A fronteira armênio-iraniana é de fato um tesouro estimado pelo Irã, aliado histórico da Armênia. Mesmo enredadas na atual revolta de seu povo que aspira a liberdades confiscadas por muito tempo, as autoridades iranianas continuam a demonstrar, em palavras e atos, seu apoio à Armênia. Se a aliança turco-azerbaijana for longe demais, o Irã está pronto para mostrar os dentes e trazer a artilharia pesada. Seus tanques já estão postados na fronteira.

Nesse jogo de poder e relações de poder, a Armênia, que tem pouco mais a oferecer do que sua localização geoestratégica, busca e forja alianças onde pode.

  • Concluiu um acordo de armas com a Índia, que permite ao gigante asiático começar a exportar lançadores multibarris Pinaka, mísseis guiados antitanque Konkurs e munições (incluindo morteiros). A compra de outros equipamentos - drones, drones suicidas, mísseis terra-ar de médio alcance - está em discussão.
  • A União Europeia, liderada pela França de Emmanuel Macron, e abrandada por todos os Estados que vão aquecer este inverno com gás azeri (substituindo o gás russo), enviou uma delegação de observadores. Os armênios vêem nesta ação uma brecha para a UE ir mais longe amanhã, enviando uma força de interposição desta vez, o que permitiria notavelmente à Armênia restaurar suas fronteiras despojadas.

Porque o Azerbaijão está constantemente reescrevendo a geografia à sua maneira. No início de outubro, cientistas da computação pró-azeris substituíram no Google Maps e no Google Earth os nomes toponímicos localizados em pleno território armênio por outros nomes azeris ou turcos. Tal e tal parque na cidade de Sissian tornou-se o Atatürk Park, tal e tal rio, tal aldeia, tal monumento, apareceu com nomes imaginários com sotaques vindos do outro lado da fronteira. A política de apropriação territorial, o desejo de apagar a presença armênia, sabe, assim, estender-se à rede. Através da Fundação Armênio-Americana Tatoyan, os nomes armênios foram restabelecidos.

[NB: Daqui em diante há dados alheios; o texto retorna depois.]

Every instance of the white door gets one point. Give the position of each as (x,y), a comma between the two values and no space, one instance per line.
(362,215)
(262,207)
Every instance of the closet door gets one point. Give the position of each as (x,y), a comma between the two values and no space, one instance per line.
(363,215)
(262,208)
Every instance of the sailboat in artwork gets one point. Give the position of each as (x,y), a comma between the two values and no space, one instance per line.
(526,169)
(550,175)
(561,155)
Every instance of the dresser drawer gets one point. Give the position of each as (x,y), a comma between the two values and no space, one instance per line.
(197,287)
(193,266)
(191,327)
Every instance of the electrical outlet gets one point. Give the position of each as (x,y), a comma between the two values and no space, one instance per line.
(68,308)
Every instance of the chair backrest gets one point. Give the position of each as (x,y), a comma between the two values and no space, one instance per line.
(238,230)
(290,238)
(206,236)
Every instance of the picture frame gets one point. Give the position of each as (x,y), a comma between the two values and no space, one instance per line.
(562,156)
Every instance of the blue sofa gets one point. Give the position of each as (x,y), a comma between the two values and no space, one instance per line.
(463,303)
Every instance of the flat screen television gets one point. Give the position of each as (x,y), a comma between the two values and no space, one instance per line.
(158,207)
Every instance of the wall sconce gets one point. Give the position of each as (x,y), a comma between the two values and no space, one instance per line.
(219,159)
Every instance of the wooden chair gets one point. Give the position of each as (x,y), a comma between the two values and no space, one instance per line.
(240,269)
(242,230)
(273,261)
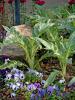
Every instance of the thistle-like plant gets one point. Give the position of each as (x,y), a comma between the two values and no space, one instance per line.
(61,48)
(29,45)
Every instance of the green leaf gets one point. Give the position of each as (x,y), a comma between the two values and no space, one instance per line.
(48,45)
(11,64)
(71,81)
(51,78)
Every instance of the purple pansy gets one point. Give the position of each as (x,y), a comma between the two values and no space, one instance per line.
(38,85)
(41,92)
(31,87)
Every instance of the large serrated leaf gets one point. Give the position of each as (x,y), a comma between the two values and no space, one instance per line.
(71,81)
(51,78)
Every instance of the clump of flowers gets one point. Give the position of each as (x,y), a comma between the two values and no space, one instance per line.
(40,2)
(15,79)
(71,2)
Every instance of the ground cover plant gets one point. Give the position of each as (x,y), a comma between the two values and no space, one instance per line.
(53,34)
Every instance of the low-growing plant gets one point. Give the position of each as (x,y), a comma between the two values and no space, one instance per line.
(62,48)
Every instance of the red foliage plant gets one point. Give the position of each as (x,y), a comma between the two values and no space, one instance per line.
(1,9)
(22,1)
(40,2)
(71,2)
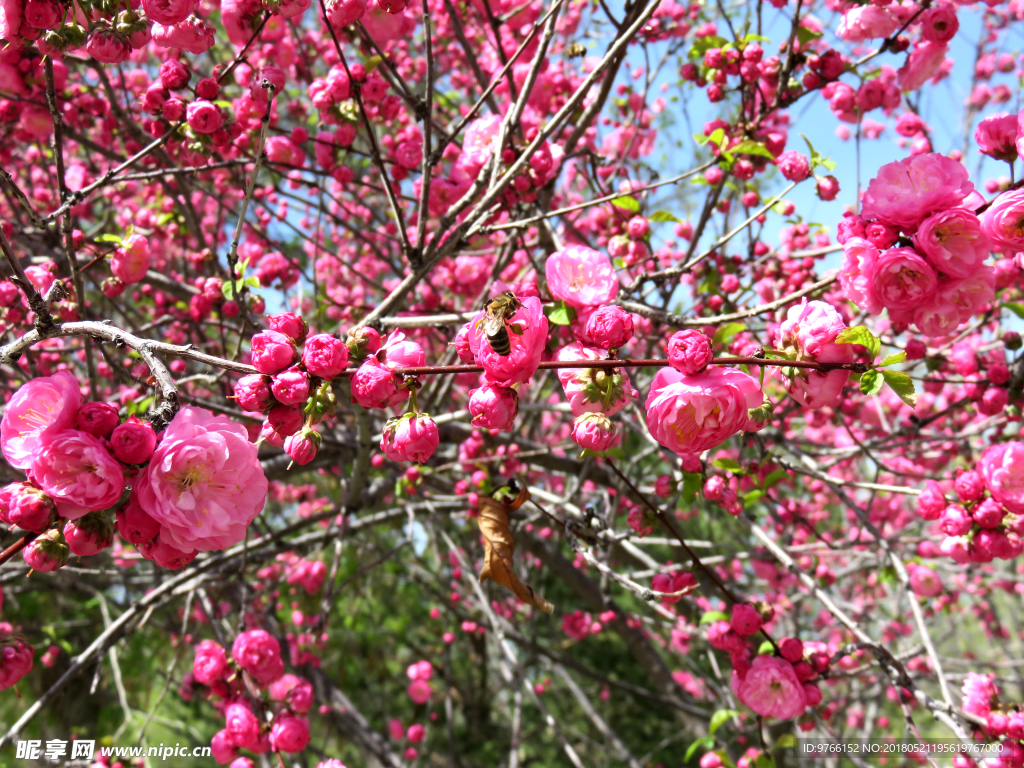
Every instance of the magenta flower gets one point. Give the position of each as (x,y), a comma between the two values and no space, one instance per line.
(527,335)
(412,437)
(691,414)
(953,242)
(133,441)
(689,351)
(78,471)
(258,652)
(272,352)
(494,407)
(581,276)
(325,355)
(901,280)
(204,483)
(770,688)
(41,406)
(904,193)
(1003,469)
(1001,221)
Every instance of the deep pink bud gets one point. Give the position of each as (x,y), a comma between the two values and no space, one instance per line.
(97,418)
(689,351)
(133,441)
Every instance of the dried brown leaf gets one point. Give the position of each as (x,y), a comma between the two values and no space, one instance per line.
(500,547)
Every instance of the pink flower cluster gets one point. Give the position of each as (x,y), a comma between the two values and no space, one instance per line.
(778,685)
(918,250)
(987,522)
(287,382)
(255,657)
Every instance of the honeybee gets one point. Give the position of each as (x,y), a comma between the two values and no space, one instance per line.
(497,313)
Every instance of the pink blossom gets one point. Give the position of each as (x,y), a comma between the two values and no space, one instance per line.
(410,438)
(204,117)
(494,407)
(859,258)
(1001,221)
(193,35)
(594,431)
(108,45)
(689,351)
(15,659)
(904,193)
(527,336)
(133,441)
(30,509)
(291,387)
(924,62)
(867,23)
(691,414)
(89,536)
(953,242)
(272,352)
(902,280)
(210,664)
(1001,467)
(258,652)
(375,386)
(39,407)
(770,688)
(241,724)
(996,136)
(47,552)
(168,11)
(289,733)
(78,472)
(134,524)
(609,327)
(166,555)
(204,483)
(581,276)
(252,392)
(325,356)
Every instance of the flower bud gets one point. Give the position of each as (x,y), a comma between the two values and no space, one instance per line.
(133,441)
(47,552)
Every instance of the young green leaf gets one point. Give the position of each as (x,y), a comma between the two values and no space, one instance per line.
(870,382)
(860,335)
(901,385)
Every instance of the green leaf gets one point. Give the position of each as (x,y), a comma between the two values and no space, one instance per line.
(707,742)
(725,333)
(560,313)
(729,465)
(804,35)
(901,385)
(892,359)
(752,147)
(720,718)
(628,204)
(714,615)
(659,216)
(870,382)
(785,741)
(860,335)
(1014,307)
(692,482)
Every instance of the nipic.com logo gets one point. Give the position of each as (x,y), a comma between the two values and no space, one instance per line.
(58,750)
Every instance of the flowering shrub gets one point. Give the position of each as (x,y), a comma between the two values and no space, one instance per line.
(328,328)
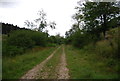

Mas as autoridades do Azerbaijão forçam os armênios a ficarem vigilantes em todas as frentes.

  • A Rússia, que foi protetora da Armênia, dificilmente desempenha seu papel hoje, atolada em um conflito ucraniano que concentra seus esforços. Assim como o Azerbaijão viu uma oportunidade de atacar a Armênia em 13 de setembro, os Estados Unidos veem uma oportunidade de se firmar nessa região. Após a visita de Nancy Pelosi em setembro passado, uma nova delegação da Câmara dos Deputados dos Estados Unidos é esperada em breve em Yerevan, atestando a vontade americana de participar da situação caucasiana.
  • Alguns estados do Golfo Pérsico estão começando a mostrar seu conhecimento da Armênia, enquanto o Paquistão, inimigo da Índia, está do lado da Turquia e do Azerbaijão.

Novos jogos de alianças estão tomando forma em que a Armênia não deseja se tornar, como a Líbia ou a Síria, o campo de batalha de potências estrangeiras.

A principal preocupação diz respeito à situação em Artsakh (Nagorno-Karabakh). Para proteger as fronteiras da República da Armênia, neste jogo de negociações e alianças, a Armênia terá que abrir mão desse território que permanece étnica, histórica e culturalmente armênio? Geograficamente sem litoral no território azeri, os 120.000 armênios que constituem 98% da população deste território podem ser os grandes perdedores de uma política de limpeza étnica que nunca termina.